«Ser es defenderse», Ramiro de Maeztu
746 violaciones en un mes

Alarma en Londres: la Policía registra una violación por hora mientras crece el debate sobre las bandas extranjeras de explotación sexual

Policía de Londres. Europa Press.

Las cifras oficiales de criminalidad han encendido las alarmas en Londres: durante el mes de enero se registraron 746 denuncias por violación, lo que equivale a aproximadamente un caso cada 60 minutos en la capital británica.

Los datos proceden de estadísticas públicas de la Metropolitan Police Service, que muestran la magnitud del problema en distintos distritos del área metropolitana. Según el desglose territorial de la policía, algunos distritos del interior de la ciudad concentraron el mayor número de casos.

El distrito de Southwark registró 41 denuncias, la cifra más alta del mes. Le siguieron Tower Hamlets y Haringey, con 40 casos cada uno, mientras que Croydon contabilizó 39. Otros distritos como Newham, Lambeth y Lewisham superaron también la treintena de denuncias durante el mismo periodo.

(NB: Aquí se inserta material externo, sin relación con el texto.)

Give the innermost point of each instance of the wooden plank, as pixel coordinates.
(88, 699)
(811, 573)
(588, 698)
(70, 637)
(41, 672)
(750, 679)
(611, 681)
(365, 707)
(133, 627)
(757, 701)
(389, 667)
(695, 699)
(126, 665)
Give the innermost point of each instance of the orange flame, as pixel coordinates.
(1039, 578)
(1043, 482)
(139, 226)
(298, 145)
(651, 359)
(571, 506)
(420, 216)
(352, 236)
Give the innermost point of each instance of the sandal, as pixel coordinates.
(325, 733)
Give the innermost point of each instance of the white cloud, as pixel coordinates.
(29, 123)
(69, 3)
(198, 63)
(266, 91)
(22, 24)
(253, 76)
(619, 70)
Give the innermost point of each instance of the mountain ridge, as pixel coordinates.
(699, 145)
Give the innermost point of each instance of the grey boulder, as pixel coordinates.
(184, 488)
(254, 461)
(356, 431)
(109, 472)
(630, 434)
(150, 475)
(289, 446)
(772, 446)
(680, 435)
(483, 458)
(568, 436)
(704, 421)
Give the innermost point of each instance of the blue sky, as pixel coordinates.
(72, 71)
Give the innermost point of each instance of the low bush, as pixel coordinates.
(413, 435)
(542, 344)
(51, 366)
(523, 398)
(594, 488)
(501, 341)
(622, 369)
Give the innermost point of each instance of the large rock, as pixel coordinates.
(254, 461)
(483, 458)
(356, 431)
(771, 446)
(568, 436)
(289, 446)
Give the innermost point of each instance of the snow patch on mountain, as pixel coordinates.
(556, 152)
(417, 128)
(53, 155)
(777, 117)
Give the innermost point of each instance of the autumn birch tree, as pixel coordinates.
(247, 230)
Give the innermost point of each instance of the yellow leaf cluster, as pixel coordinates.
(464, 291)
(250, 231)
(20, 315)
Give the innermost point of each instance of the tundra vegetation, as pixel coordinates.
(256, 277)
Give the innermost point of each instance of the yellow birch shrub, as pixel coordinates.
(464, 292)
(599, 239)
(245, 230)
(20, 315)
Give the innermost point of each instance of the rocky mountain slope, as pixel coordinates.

Incluso en zonas con menor incidencia, las cifras siguen siendo relevantes: Kingston upon Thames registró 12 casos, Richmond upon Thames 11 y tanto Bexley como Harrow contabilizaron 10 denuncias cada uno. Otros datos obtenidos mediante solicitudes de información pública revelan que 780 personas fueron investigadas por delitos de violación en Londres durante 2023.

De ellas, 229 eran extranjeros y en siete casos no se pudo determinar la nacionalidad, aunque las estadísticas no especifican si los ciudadanos británicos habían nacido en el país o habían adquirido posteriormente la nacionalidad.

Las cifras han reavivado el debate sobre las llamadas bandas de explotación sexual o «grooming gangs», redes organizadas que han protagonizado varios escándalos en el Reino Unido durante los últimos años. Algunos analistas consideran que estos grupos podrían estar influyendo en los niveles de criminalidad sexual en determinadas zonas urbanas.

Un informe del centro de estudios Policy Exchange advirtió recientemente de que en escándalos anteriores —como el caso de explotación sexual masiva en Rotherham— las autoridades tardaron en actuar por temor a ser acusadas de racismo o islamofobia.

El documento señalaba que el miedo a ser señalado por motivos políticos pudo haber frenado durante años la actuación de instituciones públicas frente a estas redes criminales.